Conditioning · Recovery · Performance

What most gyms get wrong about HIIT—and why recovery drives results.

Effective interval training depends on the right output, the right recovery, and the ability to repeat the work—not simply how exhausted you feel afterward.

There is a version of interval training that has been studied in performance labs and clinical research for decades. It can improve cardiorespiratory fitness and several metabolic health markers when the protocol matches the person performing it.

That version often looks very different from what many gyms package as HIIT.

Most group formats deliver hard continuous work, brief transitions, and a timer on the wall. They produce sweat, soreness, and shared effort. Those workouts can have value. But when every station becomes a battle and output steadily collapses, the session may no longer be targeting the adaptation people think it is.

Hard does not automatically mean effective. Exhaustion is an experience. Adaptation is the target.

I call it HISS

I use the term HISS—High-Intensity Steady State—for workouts that stay relentlessly hard without enough recovery to restore useful output. It is a coaching term, not a formal scientific classification.

HISS has the aesthetic of interval training: a timer, hard movements, visible suffering. The difference is that the work often becomes one continuous struggle rather than distinct efforts performed for a defined purpose.

The issue is not that circuits are bad. The issue is calling every hard circuit HIIT and promising the specific adaptations associated with carefully controlled interval protocols.

What effective HIIT actually requires

HIIT is an umbrella term, not one workout. Different protocols use different interval lengths, intensities, and recovery periods because they target different outcomes.

One principle holds across effective programming: the recovery must be appropriate for the output you are trying to reproduce.

Recovery is not weakness or wasted time. It is one of the variables that determines what the next interval can train.

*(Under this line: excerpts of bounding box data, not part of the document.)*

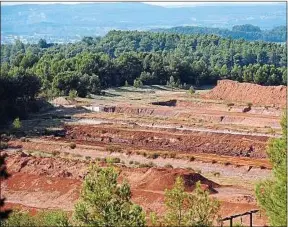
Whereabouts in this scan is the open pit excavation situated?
[2,82,283,226]
[2,152,267,225]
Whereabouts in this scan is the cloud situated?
[1,0,281,8]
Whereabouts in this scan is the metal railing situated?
[220,210,259,227]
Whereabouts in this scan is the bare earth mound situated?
[202,80,287,107]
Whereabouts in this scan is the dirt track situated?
[203,80,287,107]
[4,84,282,225]
[2,154,266,224]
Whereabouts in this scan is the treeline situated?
[1,31,287,102]
[151,24,287,42]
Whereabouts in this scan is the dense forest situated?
[151,24,287,42]
[151,24,287,42]
[0,31,287,122]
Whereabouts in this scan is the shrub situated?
[69,142,76,149]
[149,153,159,159]
[247,102,253,108]
[164,163,173,169]
[0,141,8,149]
[106,145,121,153]
[169,152,176,158]
[20,137,29,142]
[139,162,155,168]
[195,169,202,174]
[126,151,132,155]
[74,166,146,227]
[35,211,71,227]
[106,157,121,164]
[69,90,78,99]
[189,86,195,95]
[189,156,195,162]
[1,210,71,227]
[52,151,60,156]
[12,117,22,129]
[133,78,143,88]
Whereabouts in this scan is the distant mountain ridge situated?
[150,24,287,42]
[1,2,286,43]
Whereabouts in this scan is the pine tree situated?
[164,177,188,226]
[0,155,11,221]
[188,182,220,226]
[256,113,287,226]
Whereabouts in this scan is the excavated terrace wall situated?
[202,80,287,107]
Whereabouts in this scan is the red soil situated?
[1,154,267,225]
[202,80,287,107]
[65,125,268,158]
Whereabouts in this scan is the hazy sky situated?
[1,0,277,7]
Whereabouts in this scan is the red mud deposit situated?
[65,125,268,158]
[202,80,287,107]
[2,153,220,210]
[1,153,267,226]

A useful coaching question

Can you reproduce the intended output with sound mechanics—or are your joints, coordination, and fatigue changing the exercise before your cardiovascular system receives the planned signal?

Why group fitness reaches a structural ceiling

I spent years inside high-level group fitness. The best programs use speed, incline, duration, movement complexity, and recovery deliberately. Skilled coaches can get remarkably close to individualized training.

But even the best class cannot fully individualize your recovery, know your output threshold, or adjust every interval to your training history and readiness that day. The format has limits.

That does not make group fitness broken. It means a class experience and an individualized conditioning prescription are not the same product.

Why chasing exhaustion felt right to me

I understand this pattern because I lived inside it. High intensity was the only gear that felt like enough.

I trained for hours, used fatigue as proof, and returned to heavy sessions when recovery should have been the priority. I pulled a truck after already training that morning. I once back-squatted 315 pounds for 15 reps, paired it with double-unders, rested a minute, and did it again while recovering from illness.

That was not a superior conditioning strategy. It was my learned inability to trust recovery.

At my best, my tested VO₂max was 61—an objectively high level of cardiorespiratory fitness. Over the following decade, injuries, pain, and disrupted consistency brought it down to 46. The lesson was not that hard training is dangerous. The lesson was that intensity without a system eventually stopped serving the life and performance I wanted.

For me, stopping felt wrong long before I understood that the discomfort was information—not evidence that the recovery was ineffective.

What this means for your training

You do not need to abandon intensity. You need to know what you are training.

Build an aerobic foundation

Comfortable aerobic work can support the volume and recovery needed for harder sessions. Conversational pace is a useful field check, but heart-rate zones and thresholds vary by person. Start at a duration you can recover from and progress it gradually.

Choose a low-complexity interval movement

A bike, recumbent bike, incline walk, or sled often lets the cardiovascular system become the limiter without turning joint impact or coordination into the main event.

Protect the purpose of each interval

If output or mechanics fall sharply, the target may be too aggressive or the recovery too short. Adjust the session instead of treating deterioration as the goal.

Next Coaching Insight

Learn the four interval families

See how short sprints, REHIT, 10×1 intervals, and 4×4 aerobic intervals differ—and how to choose a sensible starting point.

Explore the Four Protocols

Train adaptation, not punishment

Your cardiovascular system does not care how dramatic a workout looked. It responds to the signal you created, the recovery you allowed, and the consistency you can sustain.

The goal is not to make training easier. The goal is to make the hard work precise enough to produce the adaptation you actually want.

Sources and context

  1. Tjønna et al. Aerobic interval training versus continuous moderate exercise in metabolic syndrome.
  2. Francois and Little. Effectiveness and safety of HIIT in type 2 diabetes.
  3. Metcalfe et al. Towards the minimal amount of exercise for improving metabolic health.

Safety: High-intensity and all-out intervals are not appropriate for everyone. If you have cardiovascular, metabolic, orthopedic, or other medical concerns, obtain appropriate professional guidance before beginning vigorous exercise.